Slice Project co-owner Brando Sencion grew up in Watsonville. Sencion admitted he doesn’t have many memories of the Fox Theater as a kid, and said the theater was less a sentimental choice than the most rational among the very limited storefront options for his pizzeria. The Slice Project is in the fifth year of a seven-year lease, and Sencion said Vaca sounded “supportive of what we were doing.” Earlier in the lease, he said, he had access to the entire theater. The theater needs “plenty of work,” Sencion said, but said his impression was that it’s more restoration than full renovation.
“The building is so beautiful. I think the goal is to bring some life back into it,” Sencion told me. “I think it’s a building that is loved by the community. Every time people walk into the pizzeria they want to know more about it. It seems like there is an interest to make something happen there. It’s exciting news for the people who grew up here, especially for the generation who grew up going there.”

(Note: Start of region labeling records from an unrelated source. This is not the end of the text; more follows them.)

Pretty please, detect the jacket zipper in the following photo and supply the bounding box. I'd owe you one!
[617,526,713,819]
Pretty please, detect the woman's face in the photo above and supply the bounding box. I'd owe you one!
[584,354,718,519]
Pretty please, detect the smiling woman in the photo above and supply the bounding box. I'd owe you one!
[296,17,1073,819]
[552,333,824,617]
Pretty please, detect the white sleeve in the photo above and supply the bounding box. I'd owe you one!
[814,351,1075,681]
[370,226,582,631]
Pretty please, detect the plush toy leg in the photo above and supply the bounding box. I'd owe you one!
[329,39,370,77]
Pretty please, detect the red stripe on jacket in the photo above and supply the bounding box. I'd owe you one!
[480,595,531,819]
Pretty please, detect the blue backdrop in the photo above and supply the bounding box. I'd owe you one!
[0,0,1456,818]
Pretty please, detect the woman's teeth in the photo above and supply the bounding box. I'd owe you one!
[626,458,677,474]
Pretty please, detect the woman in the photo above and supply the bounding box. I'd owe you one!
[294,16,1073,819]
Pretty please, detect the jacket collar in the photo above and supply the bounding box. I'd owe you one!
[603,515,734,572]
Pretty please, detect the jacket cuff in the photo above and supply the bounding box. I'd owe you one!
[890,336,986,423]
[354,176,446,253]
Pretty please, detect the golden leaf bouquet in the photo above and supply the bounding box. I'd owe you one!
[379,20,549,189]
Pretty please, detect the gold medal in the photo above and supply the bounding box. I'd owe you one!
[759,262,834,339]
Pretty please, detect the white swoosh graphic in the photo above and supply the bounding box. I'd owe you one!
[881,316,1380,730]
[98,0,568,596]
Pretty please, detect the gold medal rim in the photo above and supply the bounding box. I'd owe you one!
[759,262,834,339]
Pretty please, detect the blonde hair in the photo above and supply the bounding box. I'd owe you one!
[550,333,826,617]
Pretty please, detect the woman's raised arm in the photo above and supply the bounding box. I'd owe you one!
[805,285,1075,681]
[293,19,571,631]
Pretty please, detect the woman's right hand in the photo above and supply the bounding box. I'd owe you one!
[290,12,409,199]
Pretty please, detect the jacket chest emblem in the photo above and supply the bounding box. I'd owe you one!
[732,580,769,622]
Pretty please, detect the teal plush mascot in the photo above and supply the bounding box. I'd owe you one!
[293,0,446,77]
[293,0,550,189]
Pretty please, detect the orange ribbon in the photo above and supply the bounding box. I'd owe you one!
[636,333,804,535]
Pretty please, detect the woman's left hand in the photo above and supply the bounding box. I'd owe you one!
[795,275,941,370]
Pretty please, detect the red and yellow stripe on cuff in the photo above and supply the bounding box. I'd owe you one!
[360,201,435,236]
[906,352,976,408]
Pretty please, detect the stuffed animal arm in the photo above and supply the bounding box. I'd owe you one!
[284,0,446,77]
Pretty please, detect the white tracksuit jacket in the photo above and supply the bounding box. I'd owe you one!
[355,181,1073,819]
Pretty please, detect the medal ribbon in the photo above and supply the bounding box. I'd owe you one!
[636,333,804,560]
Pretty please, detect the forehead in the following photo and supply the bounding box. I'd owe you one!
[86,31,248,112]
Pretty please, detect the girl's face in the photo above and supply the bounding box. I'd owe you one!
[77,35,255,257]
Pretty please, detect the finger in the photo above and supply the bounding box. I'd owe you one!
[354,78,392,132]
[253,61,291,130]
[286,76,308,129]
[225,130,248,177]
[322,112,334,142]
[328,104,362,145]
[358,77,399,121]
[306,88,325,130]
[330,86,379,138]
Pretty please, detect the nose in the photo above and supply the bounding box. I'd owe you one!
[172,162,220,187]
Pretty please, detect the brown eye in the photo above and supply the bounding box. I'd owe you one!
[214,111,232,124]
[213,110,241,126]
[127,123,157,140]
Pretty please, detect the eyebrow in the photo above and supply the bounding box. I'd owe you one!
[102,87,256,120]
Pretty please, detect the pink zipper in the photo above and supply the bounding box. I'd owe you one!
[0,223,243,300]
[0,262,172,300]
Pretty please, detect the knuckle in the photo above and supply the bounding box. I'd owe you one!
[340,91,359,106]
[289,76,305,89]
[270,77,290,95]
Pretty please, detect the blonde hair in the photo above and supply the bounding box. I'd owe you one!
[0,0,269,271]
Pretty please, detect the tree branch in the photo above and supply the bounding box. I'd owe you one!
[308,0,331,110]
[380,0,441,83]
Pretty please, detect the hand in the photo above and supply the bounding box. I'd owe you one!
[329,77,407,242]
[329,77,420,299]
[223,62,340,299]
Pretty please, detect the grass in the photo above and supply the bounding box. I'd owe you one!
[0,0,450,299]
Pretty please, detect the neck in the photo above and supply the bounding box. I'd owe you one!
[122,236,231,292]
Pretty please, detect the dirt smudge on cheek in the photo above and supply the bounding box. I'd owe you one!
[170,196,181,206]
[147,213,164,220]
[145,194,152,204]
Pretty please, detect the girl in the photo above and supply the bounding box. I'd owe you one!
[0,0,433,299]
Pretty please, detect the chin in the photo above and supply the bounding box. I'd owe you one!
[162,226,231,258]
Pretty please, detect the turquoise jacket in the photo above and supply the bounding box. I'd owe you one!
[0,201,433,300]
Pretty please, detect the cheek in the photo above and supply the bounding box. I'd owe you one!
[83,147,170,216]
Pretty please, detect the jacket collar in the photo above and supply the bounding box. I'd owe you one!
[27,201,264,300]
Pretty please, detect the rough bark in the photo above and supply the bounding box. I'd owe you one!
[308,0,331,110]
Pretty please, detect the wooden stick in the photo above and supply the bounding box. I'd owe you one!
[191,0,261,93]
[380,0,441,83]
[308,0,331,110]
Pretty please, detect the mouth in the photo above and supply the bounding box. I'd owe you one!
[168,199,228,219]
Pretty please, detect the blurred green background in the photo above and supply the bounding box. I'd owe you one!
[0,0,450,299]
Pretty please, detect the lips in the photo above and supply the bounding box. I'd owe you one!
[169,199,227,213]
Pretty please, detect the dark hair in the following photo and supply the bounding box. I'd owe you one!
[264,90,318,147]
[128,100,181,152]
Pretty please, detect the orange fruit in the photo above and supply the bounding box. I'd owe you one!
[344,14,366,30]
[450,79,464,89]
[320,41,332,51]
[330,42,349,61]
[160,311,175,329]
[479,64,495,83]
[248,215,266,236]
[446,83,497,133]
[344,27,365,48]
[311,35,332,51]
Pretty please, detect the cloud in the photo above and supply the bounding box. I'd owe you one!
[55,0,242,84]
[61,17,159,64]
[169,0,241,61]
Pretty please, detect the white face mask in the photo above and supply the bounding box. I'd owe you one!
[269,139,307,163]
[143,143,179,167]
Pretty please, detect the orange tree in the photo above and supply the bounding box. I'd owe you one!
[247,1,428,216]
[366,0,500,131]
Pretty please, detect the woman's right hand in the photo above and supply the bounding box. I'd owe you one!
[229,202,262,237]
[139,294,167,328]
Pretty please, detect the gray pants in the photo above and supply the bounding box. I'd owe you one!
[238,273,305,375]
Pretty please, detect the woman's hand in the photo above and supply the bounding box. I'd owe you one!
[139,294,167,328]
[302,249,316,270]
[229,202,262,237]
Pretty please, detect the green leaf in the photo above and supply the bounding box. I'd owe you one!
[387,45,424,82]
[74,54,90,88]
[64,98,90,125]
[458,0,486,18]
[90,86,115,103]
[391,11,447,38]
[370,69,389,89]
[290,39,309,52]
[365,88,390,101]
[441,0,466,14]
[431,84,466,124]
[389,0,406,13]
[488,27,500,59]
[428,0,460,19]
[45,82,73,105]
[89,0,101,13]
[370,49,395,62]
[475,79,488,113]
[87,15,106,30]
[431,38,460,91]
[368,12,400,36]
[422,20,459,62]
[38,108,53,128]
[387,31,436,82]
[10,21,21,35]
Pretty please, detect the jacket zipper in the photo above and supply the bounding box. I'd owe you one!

The potential for new life in the Fox Theater comes at a time when Watsonville’s elected leaders and government officials are rethinking how its downtown of the future can be an attraction. Earlier this month, the city council unanimously approved a plan for downtown that would make room for 4,000 new housing units, narrow Main Street from four to two lanes, and redirect the commercial identity away from retail and toward entertainment and experiences. Vaca acknowledged the downtown plan and, broadly, supports it; however, he said government moves too slowly. Watsonville, he said, “needs something now, not in 20 years.”
Quiroz-Carter, whose council district surrounds the Fox, said she knew little about Vaca’s plans, but hoped “the new owners do something productive for the community there.” The city was involved in a yearslong discussion with Garcia over potentially purchasing or leasing the theater. Matt Huffaker, Watsonville’s city manager at the time, told the Pajaronian in 2021 that “the city and the Garcia family share the goal of wanting to see the Fox reactivated.” However, those plans never reached fruition.
Nuñez, who now manages communications for nonprofit Community Bridges, has been watching for movement at the Fox for years. He said the city purchasing the theater would have given the community a role in determining a vision for the theater. He told me that was a “missed opportunity” but said he hopes Vaca’s vision is one that brings the public to the table.
“Whatever he does, I hope he takes in a lot of community input,” Nuñez said. “That theater means a lot to a lot of people in Watsonville for different reasons. I hope [Vaca’s] vision aligns with what the community has in its vision, too.”
Vaca said he understands the history of fits and starts and promises over the past 20 years at the theater. He declined to have his photograph taken for this story, hesitant to get too far ahead of himself before the theater reopened. Many times during our conversation, and after, Vaca emphasized that he wanted to be careful and urged me to “write with consideration” because people are sensitive about the property.
“This type of property doesn’t belong to the business owner only, it belongs to the community, too,” Vaca told me. “People have expectations, and everybody comes with a promise. I’ll have my picture taken there, but first I want to show the community something that is done.”